El siglo XX fue un excelente banco de pruebas para medir el alcance y la oportunidad de la desobediencia civil. En el caso de la Alemania nazi, desobedecer era un imperativo moral. Karl Jaspers y Karl Barth perdieron sus cátedras por negarse a realizar el saludo nazi y jurar fidelidad al Führer. Jaspers, además, rechazó airadamente las presiones para separarse de su esposa judía. Thomas Mann se exilió en Estados Unidos, colaborando con los aliados mediante textos y locuciones radiofónicas. Cuando la brutalidad del régimen se exacerbó hasta extremos inimaginables, los gestos de desobediencia se volvieron inconcebibles y casi absurdos, pero aún surgieron brotes de resistencia pacífica como los de Sophie Scholl y el resto de los integrantes de la Rosa Blanca. El Reich de los mil años se aproximaba a su ocaso wagneriano, pero hizo rodar las cabezas de los insumisos. Los hermanos Scholl fueron condenados a muerte y ejecutados en la guillotina el mismo día en que se dictó la sentencia. La desobediencia civil se ha revelado más fructífera en sociedades democráticas. Gandhi logró la independencia de la India y Martin Luther King el fin de la segregación racial. En nuestros días, ¿qué causas habrían suscitado del apoyo de Thoreau? No me parece honesto formular hipótesis, pues sería una forma ilegítima de explotar su legado. Sólo aventuraré que se habría indignado con los gobiernos dispuestos a permitir que los inmigrantes mueran en el mar o en el desierto con el pretexto de proteger sus fronteras. Tampoco habría transigido con las leyes discriminatorias que aún se aplican en distintos puntos del planeta, escatimando derechos a las minorías. Thoreau elogia la desobediencia no violenta, pero también justifica la insurrección en circunstancias extraordinarias. Conviene recordar su encendida defensa del capitán John Brown, que el 16 de octubre de 1859 asaltó un arsenal federal de Harpers Ferry en Virginia Occidental, protagonizando una épica batalla contra una compañía del ejército bajo el mando de Robert E. Lee. Acusado de traición, fue ahorcado el 2 de diciembre, convirtiéndose en un mártir de la causa abolicionista. La violencia es mala, reconoce Thoreau, pero la esclavitud es peor.

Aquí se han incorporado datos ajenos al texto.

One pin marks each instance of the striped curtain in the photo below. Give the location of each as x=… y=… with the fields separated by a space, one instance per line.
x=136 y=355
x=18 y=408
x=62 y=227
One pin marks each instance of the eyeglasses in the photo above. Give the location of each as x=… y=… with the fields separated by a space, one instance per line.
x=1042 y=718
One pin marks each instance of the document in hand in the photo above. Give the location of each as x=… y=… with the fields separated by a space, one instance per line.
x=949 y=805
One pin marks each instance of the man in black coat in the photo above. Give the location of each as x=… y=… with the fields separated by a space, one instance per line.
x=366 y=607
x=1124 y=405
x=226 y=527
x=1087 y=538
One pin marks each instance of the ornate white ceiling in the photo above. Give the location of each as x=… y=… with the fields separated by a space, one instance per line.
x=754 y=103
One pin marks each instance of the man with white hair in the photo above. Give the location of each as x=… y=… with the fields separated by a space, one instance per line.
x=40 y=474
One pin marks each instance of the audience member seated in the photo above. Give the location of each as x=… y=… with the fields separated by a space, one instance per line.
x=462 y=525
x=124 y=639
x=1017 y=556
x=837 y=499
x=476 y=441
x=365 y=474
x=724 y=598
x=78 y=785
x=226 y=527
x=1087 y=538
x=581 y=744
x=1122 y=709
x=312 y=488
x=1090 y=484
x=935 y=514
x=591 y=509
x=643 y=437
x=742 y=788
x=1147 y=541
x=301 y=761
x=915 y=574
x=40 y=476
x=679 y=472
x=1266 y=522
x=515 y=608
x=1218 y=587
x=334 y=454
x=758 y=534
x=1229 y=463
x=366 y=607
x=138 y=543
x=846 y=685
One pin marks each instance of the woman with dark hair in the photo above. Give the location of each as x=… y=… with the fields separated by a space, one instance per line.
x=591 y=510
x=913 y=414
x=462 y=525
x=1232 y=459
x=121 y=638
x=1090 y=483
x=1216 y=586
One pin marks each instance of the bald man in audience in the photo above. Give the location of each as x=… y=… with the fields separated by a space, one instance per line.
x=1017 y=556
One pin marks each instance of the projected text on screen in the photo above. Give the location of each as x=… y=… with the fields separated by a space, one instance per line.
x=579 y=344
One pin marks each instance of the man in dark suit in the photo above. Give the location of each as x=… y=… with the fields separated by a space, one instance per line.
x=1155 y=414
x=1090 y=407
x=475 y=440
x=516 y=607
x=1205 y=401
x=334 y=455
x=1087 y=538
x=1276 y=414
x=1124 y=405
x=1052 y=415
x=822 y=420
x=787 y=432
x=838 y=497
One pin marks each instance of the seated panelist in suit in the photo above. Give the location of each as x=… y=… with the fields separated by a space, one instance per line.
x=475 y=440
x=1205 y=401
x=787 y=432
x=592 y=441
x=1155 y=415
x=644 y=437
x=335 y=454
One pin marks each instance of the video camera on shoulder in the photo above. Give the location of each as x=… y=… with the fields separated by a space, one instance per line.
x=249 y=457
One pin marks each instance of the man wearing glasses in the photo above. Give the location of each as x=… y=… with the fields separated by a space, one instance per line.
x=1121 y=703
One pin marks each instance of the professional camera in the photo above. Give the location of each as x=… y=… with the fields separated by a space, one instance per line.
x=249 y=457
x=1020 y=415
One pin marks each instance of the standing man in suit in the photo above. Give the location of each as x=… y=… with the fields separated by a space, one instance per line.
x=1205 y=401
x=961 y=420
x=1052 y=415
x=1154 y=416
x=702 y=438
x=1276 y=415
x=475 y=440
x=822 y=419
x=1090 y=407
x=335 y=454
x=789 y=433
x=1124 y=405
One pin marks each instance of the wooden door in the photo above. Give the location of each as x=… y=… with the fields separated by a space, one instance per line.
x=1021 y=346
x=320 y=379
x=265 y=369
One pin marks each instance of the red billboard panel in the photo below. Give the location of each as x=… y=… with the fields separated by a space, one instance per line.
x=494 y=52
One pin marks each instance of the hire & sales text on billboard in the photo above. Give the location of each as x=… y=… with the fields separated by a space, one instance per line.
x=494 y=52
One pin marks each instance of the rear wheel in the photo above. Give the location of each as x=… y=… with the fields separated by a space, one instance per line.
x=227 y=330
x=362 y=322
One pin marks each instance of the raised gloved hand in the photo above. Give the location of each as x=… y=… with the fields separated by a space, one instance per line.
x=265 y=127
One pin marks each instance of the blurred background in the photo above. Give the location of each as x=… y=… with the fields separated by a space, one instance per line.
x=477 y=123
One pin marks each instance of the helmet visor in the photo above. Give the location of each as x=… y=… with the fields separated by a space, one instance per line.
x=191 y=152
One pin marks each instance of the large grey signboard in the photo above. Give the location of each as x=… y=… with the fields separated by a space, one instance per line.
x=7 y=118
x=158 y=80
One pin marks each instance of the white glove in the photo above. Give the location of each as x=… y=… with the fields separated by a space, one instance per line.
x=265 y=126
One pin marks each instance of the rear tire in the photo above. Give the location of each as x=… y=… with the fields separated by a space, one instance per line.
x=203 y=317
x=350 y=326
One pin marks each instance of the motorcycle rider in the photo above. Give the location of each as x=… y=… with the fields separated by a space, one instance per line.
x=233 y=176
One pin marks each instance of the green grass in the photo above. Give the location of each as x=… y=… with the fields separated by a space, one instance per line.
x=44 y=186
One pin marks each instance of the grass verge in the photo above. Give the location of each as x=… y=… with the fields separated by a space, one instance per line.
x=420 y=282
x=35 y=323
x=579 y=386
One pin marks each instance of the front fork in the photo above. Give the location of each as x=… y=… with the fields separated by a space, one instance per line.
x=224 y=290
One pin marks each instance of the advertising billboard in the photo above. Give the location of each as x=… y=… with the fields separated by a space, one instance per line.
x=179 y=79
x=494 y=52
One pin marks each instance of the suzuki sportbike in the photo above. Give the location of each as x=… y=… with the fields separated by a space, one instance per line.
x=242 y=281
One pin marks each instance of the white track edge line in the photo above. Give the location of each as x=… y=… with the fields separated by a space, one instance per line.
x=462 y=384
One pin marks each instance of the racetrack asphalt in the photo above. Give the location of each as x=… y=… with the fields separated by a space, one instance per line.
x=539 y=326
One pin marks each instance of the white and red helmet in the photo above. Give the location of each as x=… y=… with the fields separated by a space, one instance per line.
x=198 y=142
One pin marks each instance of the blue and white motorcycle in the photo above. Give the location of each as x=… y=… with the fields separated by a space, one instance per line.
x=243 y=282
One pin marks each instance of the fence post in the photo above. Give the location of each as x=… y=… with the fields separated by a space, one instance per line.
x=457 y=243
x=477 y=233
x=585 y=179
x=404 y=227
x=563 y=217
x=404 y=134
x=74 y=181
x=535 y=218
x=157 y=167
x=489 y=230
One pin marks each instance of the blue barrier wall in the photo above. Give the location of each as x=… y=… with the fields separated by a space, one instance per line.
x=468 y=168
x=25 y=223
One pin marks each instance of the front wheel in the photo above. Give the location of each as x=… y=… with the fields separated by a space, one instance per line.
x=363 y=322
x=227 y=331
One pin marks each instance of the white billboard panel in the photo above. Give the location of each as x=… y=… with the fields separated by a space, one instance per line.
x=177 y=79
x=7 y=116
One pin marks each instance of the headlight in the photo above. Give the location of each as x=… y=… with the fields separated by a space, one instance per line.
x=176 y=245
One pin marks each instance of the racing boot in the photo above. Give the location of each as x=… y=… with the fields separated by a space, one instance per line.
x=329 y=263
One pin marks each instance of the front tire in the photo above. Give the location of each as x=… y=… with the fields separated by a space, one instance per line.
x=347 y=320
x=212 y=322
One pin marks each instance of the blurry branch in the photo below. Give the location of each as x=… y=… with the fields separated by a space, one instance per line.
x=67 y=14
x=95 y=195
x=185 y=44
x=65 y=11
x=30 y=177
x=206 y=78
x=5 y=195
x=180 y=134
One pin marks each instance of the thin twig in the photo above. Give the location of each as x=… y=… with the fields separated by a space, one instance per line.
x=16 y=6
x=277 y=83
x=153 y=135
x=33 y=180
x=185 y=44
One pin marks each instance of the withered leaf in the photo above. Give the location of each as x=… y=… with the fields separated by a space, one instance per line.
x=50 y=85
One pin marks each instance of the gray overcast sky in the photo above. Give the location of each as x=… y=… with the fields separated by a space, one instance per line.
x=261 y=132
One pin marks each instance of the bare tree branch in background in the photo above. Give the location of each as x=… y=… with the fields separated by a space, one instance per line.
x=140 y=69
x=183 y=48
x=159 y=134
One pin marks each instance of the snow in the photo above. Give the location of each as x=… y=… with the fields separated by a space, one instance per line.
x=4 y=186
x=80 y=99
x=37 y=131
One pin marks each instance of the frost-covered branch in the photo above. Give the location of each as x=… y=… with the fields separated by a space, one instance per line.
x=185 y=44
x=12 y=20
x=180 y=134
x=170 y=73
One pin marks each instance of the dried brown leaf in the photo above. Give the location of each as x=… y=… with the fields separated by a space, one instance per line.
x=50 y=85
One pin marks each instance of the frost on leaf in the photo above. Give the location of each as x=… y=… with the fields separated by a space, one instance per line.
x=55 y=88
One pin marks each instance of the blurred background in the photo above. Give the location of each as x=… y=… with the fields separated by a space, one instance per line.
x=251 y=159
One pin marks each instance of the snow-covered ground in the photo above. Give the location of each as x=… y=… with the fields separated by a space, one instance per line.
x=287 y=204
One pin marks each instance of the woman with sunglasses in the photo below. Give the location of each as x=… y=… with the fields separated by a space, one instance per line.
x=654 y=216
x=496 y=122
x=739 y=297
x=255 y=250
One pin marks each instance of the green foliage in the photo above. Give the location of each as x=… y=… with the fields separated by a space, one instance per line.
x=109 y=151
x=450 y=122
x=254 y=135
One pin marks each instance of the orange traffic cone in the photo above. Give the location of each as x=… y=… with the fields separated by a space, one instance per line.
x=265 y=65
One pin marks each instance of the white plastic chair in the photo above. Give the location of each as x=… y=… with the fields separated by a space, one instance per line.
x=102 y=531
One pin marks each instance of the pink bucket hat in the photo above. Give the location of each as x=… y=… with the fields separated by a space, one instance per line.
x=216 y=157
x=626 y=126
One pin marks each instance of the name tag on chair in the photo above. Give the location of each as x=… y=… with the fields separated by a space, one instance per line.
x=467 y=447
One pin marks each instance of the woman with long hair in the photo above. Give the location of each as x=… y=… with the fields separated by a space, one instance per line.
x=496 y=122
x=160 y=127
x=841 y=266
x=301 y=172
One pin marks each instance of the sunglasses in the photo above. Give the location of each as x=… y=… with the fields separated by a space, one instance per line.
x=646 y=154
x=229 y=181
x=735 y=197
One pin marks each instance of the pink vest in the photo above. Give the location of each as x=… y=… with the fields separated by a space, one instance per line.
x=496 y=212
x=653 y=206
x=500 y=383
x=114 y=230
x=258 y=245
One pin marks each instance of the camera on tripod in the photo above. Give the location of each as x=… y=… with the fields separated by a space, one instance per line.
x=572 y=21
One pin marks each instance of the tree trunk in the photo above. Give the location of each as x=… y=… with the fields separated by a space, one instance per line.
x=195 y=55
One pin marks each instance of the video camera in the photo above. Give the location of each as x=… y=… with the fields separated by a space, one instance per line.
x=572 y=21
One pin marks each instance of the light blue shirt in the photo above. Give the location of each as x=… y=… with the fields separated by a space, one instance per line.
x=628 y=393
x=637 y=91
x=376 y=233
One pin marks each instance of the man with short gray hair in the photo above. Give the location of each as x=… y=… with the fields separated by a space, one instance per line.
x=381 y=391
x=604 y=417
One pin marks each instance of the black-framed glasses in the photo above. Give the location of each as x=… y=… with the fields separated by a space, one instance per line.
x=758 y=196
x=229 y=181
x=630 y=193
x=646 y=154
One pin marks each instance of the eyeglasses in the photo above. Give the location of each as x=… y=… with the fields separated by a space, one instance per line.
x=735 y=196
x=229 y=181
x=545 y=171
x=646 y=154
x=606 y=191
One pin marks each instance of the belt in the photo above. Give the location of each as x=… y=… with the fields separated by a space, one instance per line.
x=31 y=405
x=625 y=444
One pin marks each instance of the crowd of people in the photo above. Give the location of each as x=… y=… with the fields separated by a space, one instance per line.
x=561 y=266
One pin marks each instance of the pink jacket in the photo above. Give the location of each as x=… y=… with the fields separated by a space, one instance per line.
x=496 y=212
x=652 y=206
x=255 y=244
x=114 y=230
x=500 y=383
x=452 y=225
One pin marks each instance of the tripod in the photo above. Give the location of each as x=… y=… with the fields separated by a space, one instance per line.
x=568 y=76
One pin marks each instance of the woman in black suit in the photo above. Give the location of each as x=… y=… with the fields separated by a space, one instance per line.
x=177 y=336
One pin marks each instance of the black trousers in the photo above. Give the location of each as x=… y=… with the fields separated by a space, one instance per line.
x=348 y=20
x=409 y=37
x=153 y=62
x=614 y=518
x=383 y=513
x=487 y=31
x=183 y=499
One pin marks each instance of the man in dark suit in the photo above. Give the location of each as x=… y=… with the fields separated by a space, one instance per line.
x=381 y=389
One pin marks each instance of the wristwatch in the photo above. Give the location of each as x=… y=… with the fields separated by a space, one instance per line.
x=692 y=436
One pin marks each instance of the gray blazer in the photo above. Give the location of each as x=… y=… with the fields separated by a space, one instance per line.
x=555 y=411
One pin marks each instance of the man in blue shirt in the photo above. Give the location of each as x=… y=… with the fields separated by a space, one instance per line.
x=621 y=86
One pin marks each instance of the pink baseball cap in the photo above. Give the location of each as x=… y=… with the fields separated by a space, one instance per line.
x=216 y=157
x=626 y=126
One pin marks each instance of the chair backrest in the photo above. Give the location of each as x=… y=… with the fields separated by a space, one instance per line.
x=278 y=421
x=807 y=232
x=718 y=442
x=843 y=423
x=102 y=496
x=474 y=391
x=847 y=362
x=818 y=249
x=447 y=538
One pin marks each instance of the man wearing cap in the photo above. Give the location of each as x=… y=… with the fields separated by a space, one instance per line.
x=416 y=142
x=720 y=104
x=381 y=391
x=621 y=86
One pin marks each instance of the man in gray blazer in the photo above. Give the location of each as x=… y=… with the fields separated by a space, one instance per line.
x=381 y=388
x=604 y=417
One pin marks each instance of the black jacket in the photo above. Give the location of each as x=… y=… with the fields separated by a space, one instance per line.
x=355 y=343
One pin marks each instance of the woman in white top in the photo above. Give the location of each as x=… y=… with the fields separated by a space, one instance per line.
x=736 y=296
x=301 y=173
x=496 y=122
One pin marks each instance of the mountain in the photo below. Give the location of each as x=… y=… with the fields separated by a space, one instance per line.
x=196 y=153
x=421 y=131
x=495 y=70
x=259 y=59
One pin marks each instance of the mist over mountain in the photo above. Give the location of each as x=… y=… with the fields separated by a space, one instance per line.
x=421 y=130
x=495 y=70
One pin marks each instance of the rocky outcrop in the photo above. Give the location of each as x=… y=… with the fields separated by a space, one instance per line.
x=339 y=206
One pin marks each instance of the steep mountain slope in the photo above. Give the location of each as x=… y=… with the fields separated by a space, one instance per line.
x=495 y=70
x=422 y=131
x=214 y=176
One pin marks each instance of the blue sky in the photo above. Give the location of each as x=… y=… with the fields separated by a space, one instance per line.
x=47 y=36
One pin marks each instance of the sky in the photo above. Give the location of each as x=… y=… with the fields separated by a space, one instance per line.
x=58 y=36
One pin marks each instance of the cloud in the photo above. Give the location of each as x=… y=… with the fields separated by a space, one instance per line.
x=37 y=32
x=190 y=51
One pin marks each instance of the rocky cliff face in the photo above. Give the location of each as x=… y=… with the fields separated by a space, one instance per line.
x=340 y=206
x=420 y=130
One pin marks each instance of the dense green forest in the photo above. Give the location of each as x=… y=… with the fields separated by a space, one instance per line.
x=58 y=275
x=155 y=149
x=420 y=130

Thoreau considera que sólo es auténticamente libre el que aprende a gobernarse a sí mismo, sin consentir que lo esclavicen las pasiones o los bienes materiales. La vida salvaje nos enseña a poner en práctica el ideal estoico de autarquía. La naturaleza nos impone límites, pero también nos proporciona el coraje necesario para vivir con dignidad, mostrándonos las infinitas posibilidades de una existencia sencilla. La libertad no es un don gratuito, sino el fruto de un largo y complejo aprendizaje. Thoreau murió sin llegar a escribir su planeado ensayo sobre los pueblos nativos de América del Norte, a los que siempre admiró por haber sabido fundirse con la naturaleza, sin perturbar su equilibrio. Fue una pena que su proyecto no se materializara, pero es fácil colegir que habría elogiado la espontaneidad e inmediatez del “hombre de rostro rojo”, su capacidad de vivir el instante sin dejarse afligir por el incierto mañana y su apego a la libertad, el bien más preciado que un hombre puede anhelar. Emerson escribió: “Pensamos que nuestra civilización se encuentra en el cenit, pero apenas si ha despuntado la estrella de la mañana  y cantado el gallo”. Thoreau expresó la misma idea al final de Walden: “La luz que ciega nuestros ojos es nuestra oscuridad. […] El sol no es sino la estrella de la mañana”. La humanidad sólo podrá avanzar hacia ese mañana recordando a los gobiernos que siempre habrá un individuo dispuesto a recoger la antorcha de la desobediencia. Un simple gesto como el de Rosa Parks puso en movimiento una lucha que redimió a una nación, acabando con la injusticia de la segregación. “La no violencia –afirmó Martin Luther King, discípulo egregio de Thoreau- no es pasividad estéril, sino una fuerza colosal que puede transformar el mundo”.